The two rivals had been deprived of candidacy for the 2013 election, as part of an agreement to end the crisis validated by the international community.
At length speech, Marc Ravalomanana denounced the “coup d’etat” led by his successor and extolled his own experience. “I do not work for me or to enrich myself,” he said, “I will do everything to make Madagascar a developed country.”
Andry Rajoelina fought back by calling his opponent “old man” and advising him to “retire to milk his cows”. “I will be a president of the common people who protect the poor,” he said.
In recent days, the two contenders have crisscrossed the country in their helicopters to consolidate their strongholds and rallying the abstainers, by far the first party of the Big Island with 45.7% in the first round.
– “Propaganda” –
Their personal duel to the extreme largely overshadowed the country’s fundamental problems, one of the poorest on the African continent and the only one spared by the war to have been impoverished since independence from France in 1960.
Cracking lack of infrastructure, corruption, insecurity, poverty, Madagascar and its 25 million inhabitants accumulate all the handicaps. Victim of global warming, its southern tip has suffered for years from a drought that is jeopardizing its population.
“There was no real debate about the solutions to these problems, just propaganda,” says Hony Radaert, of the Collectif des citoyens, “I doubt that neither of the two (candidates) has learned the lessons failures of the past “.
“We have witnessed the shock of two egos who are not lost,” dreads Sahonda Rabenarivo, of the Observatory of Politics Malagasy (Sefafi). “They could go to the break in case of defeat, especially if the results are very tight.”
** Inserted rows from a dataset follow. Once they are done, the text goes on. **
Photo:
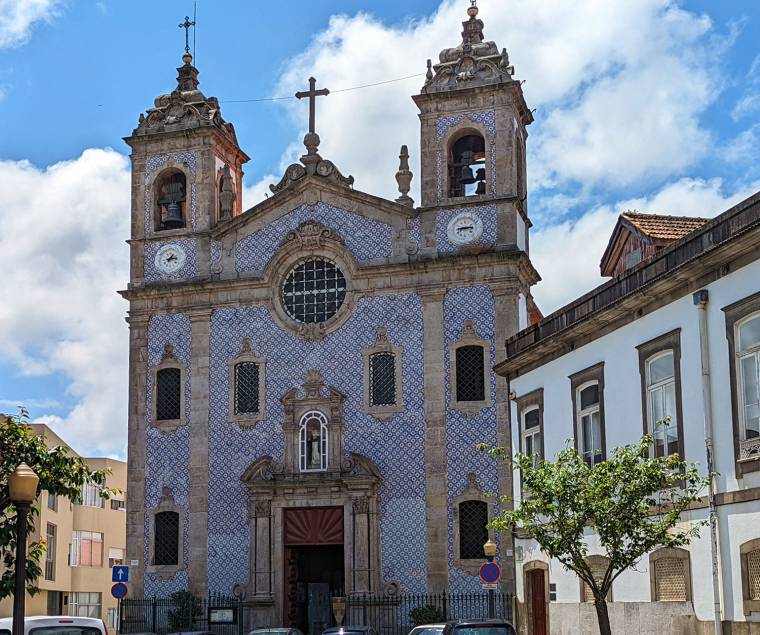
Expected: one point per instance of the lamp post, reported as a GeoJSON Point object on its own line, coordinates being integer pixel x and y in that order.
{"type": "Point", "coordinates": [22, 487]}
{"type": "Point", "coordinates": [489, 549]}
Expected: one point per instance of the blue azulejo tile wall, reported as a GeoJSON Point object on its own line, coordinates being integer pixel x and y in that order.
{"type": "Point", "coordinates": [396, 445]}
{"type": "Point", "coordinates": [464, 432]}
{"type": "Point", "coordinates": [167, 455]}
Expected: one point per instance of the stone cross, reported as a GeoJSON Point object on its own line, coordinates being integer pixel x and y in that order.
{"type": "Point", "coordinates": [186, 25]}
{"type": "Point", "coordinates": [312, 94]}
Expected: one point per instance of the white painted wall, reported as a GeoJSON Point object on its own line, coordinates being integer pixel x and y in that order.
{"type": "Point", "coordinates": [624, 424]}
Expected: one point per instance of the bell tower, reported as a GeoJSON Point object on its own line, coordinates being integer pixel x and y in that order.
{"type": "Point", "coordinates": [473, 132]}
{"type": "Point", "coordinates": [187, 177]}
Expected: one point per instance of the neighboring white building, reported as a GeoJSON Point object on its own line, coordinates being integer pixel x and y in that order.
{"type": "Point", "coordinates": [598, 372]}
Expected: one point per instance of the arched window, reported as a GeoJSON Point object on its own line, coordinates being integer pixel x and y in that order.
{"type": "Point", "coordinates": [312, 441]}
{"type": "Point", "coordinates": [168, 394]}
{"type": "Point", "coordinates": [748, 360]}
{"type": "Point", "coordinates": [382, 379]}
{"type": "Point", "coordinates": [662, 419]}
{"type": "Point", "coordinates": [473, 533]}
{"type": "Point", "coordinates": [166, 539]}
{"type": "Point", "coordinates": [470, 373]}
{"type": "Point", "coordinates": [171, 200]}
{"type": "Point", "coordinates": [467, 161]}
{"type": "Point", "coordinates": [589, 423]}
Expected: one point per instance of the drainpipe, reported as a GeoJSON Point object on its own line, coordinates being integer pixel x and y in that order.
{"type": "Point", "coordinates": [701, 298]}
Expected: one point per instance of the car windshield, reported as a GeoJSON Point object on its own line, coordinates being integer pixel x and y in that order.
{"type": "Point", "coordinates": [484, 629]}
{"type": "Point", "coordinates": [65, 630]}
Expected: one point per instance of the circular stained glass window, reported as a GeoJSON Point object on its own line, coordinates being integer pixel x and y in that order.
{"type": "Point", "coordinates": [314, 291]}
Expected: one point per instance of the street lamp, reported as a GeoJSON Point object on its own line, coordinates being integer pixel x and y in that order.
{"type": "Point", "coordinates": [489, 549]}
{"type": "Point", "coordinates": [22, 487]}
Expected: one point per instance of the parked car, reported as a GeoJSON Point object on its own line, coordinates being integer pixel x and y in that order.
{"type": "Point", "coordinates": [350, 630]}
{"type": "Point", "coordinates": [276, 631]}
{"type": "Point", "coordinates": [466, 627]}
{"type": "Point", "coordinates": [56, 625]}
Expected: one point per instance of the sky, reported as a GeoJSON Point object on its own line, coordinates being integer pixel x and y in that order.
{"type": "Point", "coordinates": [651, 105]}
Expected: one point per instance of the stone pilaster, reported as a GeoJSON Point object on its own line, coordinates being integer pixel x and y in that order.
{"type": "Point", "coordinates": [138, 380]}
{"type": "Point", "coordinates": [436, 481]}
{"type": "Point", "coordinates": [506, 307]}
{"type": "Point", "coordinates": [198, 502]}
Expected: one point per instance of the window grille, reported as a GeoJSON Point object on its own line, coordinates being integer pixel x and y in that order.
{"type": "Point", "coordinates": [470, 373]}
{"type": "Point", "coordinates": [661, 403]}
{"type": "Point", "coordinates": [86, 549]}
{"type": "Point", "coordinates": [166, 539]}
{"type": "Point", "coordinates": [382, 377]}
{"type": "Point", "coordinates": [473, 534]}
{"type": "Point", "coordinates": [670, 580]}
{"type": "Point", "coordinates": [168, 397]}
{"type": "Point", "coordinates": [51, 551]}
{"type": "Point", "coordinates": [246, 388]}
{"type": "Point", "coordinates": [85, 604]}
{"type": "Point", "coordinates": [314, 291]}
{"type": "Point", "coordinates": [590, 424]}
{"type": "Point", "coordinates": [753, 574]}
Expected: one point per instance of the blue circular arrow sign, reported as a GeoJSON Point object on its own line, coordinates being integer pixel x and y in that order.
{"type": "Point", "coordinates": [119, 590]}
{"type": "Point", "coordinates": [490, 573]}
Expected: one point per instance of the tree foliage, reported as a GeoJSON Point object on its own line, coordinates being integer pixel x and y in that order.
{"type": "Point", "coordinates": [60, 473]}
{"type": "Point", "coordinates": [632, 502]}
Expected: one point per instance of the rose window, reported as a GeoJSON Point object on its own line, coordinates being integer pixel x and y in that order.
{"type": "Point", "coordinates": [314, 291]}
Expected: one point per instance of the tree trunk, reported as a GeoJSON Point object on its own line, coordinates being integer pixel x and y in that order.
{"type": "Point", "coordinates": [601, 614]}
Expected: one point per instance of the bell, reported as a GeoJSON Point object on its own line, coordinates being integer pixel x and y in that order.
{"type": "Point", "coordinates": [173, 216]}
{"type": "Point", "coordinates": [467, 177]}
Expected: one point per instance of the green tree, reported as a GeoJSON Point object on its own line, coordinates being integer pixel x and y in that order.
{"type": "Point", "coordinates": [632, 501]}
{"type": "Point", "coordinates": [60, 474]}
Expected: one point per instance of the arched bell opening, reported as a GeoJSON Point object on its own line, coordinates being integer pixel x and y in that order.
{"type": "Point", "coordinates": [467, 165]}
{"type": "Point", "coordinates": [171, 200]}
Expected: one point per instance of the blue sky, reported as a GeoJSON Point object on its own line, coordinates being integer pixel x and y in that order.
{"type": "Point", "coordinates": [647, 104]}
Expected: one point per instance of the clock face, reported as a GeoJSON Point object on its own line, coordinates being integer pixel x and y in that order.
{"type": "Point", "coordinates": [465, 228]}
{"type": "Point", "coordinates": [170, 259]}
Former Minister of Education and unfortunate candidate in the first round, the academic Paul Rabary sums up the issues of the poll.
“For Marc Ravalomanana, it’s a matter of life and death, his (agri-food) group can not survive if he does not take over,” he says. “As for Andry Rajoelina, his personal story is dirty with the coup, he must win to wash his honor.”
Worried, the influential conference of Catholic bishops of Madagascar on Monday urged both sides to “humbly welcome the true choice of the people”.
The first significant results must be published by the Electoral Commission (Ceni) after Christmas.